Una noche, cuando salía hacia el café Británico, oí que me chistaban desde el sótano. Bonorino estaba de rodillas en el cuarto o quinto peldaño de la escalera, pegando fichas en la baranda. Era achaparrado y calvo como una cebolla, carecía de cuello y tenía los hombros tan alzados que era difícil discernir si llevaba una mochila o lo deformaba una giba. Poco tiempo antes, al verlo a la luz del día, me había impresionado también su amarillez casi traslúcida. Parecía afable, y a mí me trataba con deferencia, quizá porque estaba de paso y porque compartía su pasión por los libros.

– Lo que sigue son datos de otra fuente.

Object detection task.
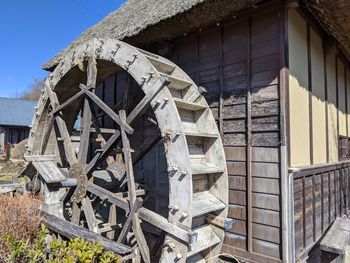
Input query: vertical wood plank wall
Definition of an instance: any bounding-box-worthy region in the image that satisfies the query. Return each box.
[165,7,282,262]
[288,6,350,260]
[2,126,29,144]
[288,9,350,167]
[96,6,283,263]
[288,9,310,166]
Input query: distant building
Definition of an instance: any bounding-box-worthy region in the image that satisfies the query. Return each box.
[0,98,36,151]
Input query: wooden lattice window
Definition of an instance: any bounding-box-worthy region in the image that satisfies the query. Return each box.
[339,136,350,161]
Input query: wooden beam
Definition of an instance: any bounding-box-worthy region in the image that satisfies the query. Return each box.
[81,197,99,233]
[45,85,78,165]
[87,182,197,244]
[86,77,169,174]
[118,110,151,263]
[78,99,91,164]
[42,212,133,255]
[78,57,97,164]
[80,84,134,134]
[52,90,84,115]
[117,198,143,243]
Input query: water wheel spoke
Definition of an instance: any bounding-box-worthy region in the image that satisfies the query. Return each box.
[132,214,151,263]
[71,202,81,225]
[89,99,117,166]
[86,78,169,174]
[78,99,91,163]
[52,90,84,115]
[80,85,134,133]
[106,204,117,240]
[45,85,77,165]
[78,57,97,164]
[61,187,76,205]
[81,197,98,233]
[40,114,55,154]
[117,198,142,243]
[132,134,162,165]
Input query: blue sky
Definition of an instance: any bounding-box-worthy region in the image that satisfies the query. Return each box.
[0,0,124,97]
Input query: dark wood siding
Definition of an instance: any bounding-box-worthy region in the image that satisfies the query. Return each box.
[172,7,282,262]
[293,162,350,258]
[0,126,29,144]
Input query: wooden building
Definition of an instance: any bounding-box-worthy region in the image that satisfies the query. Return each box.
[0,98,36,151]
[44,0,350,263]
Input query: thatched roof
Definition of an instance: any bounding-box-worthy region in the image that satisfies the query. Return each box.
[43,0,350,70]
[303,0,350,59]
[43,0,263,69]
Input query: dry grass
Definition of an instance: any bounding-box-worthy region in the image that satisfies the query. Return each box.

Quería que le prestara por unas horas Through the Labyrinth, el pesado volumen editado por Prestel que llevaba en mi equipaje.
– No necesito leerlo, porque ya sé todo que dice, -se jactó. Sólo quiero estudiar las figuras.
Me dejó desconcertado y por algunos segundos no pude contestar. Nadie en la pensión había visto el libro de Prestel, que seguía intocado en mi valija. También me parecía improbable que lo hubiera leído, porque lo habían publicado menos de un año atrás en Londres y Nueva York. Además, pronunciaba Through con la fonética del castellano. Me pregunté si Enriqueta, cuando limpiaba el cuarto, escrutaría también mis intimidades.
– Me alegra tener un vecino que sepa hablar inglés, le dije, en inglés. Por su expresión indiferente, advertí que no había entendido una palabra.
– Estoy preparando una enciclopedia patria, -respondió. Si no le importa, quisiera que un día me explique algunos métodos anglosajones de trabajo. Me han hablado mucho del Oxford y del Webster, pero no estoy capacitado para leerlos. Sé más cosas de las que un hombre normal sabe a mi edad, pero lo que he aprendido es lo que nadie enseña.
– ¿Para qué le sirve el libro de Prestel, entonces?. Los laberintos que aparecen ahí están hechos para confundir, no para aclarar.
– Yo no estaría tan seguro. Para mí, son un camino que no permite retroceder, o una manera de moverse sin abandonar el mismo punto. Al ver la imagen de un laberinto creemos, por error, que su forma está dada por las líneas que lo dibujan. Es al revés: la forma está en los espacios blancos entre esas líneas. ¿Me prestará el vademécum?
– Por supuesto, -le dije. Se lo voy a traer mañana.
Habría regresado a mi pieza para buscarlo, pero tenía una cita con el Tucumano en el Británico a la una de la mañana y ya estaba llegando tarde. Desde que habíamos conocido a los escandinavos, mi amigo estaba obsesionado con armar en el sótano una exhibición del aleph para los turistas y necesitaba anular o asociar a Bonorino. La empresa me parecía delirante, pero fui yo mismo quien al final descubrió la solución. El bibliotecario era un maniático del orden, y advertiría cualquier trasiego de las fichas. A partir del quinto peldaño, los cuadraditos de cartulina, de tamaños y colores desiguales, formaban una telaraña cuyo dibujo sólo él conocía. Si alguien las rozaba con el pie al bajar, Bonorino pondría el grito en el cielo y saldría corriendo en busca de la policía. El Tucumano había tratado de acercarse varias veces al sótano, sin éxito. Yo, en cambio, había conseguido interesar al viejo mostrándole una antología que llevaba conmigo, Índice de la nueva poesía americana, en la que aparecían tres poemas de Borges que sólo se pueden leer ahí: "La guitarra", "A la calle Serrano", "Atardecer", y la primera versión de "Dulcia linquimus arva". Imaginé que un erudito como Bonorino no podría resistir la curiosidad de ver cómo Borges iba desprendiéndose de impurezas retóricas al pasar de un borrador a otro.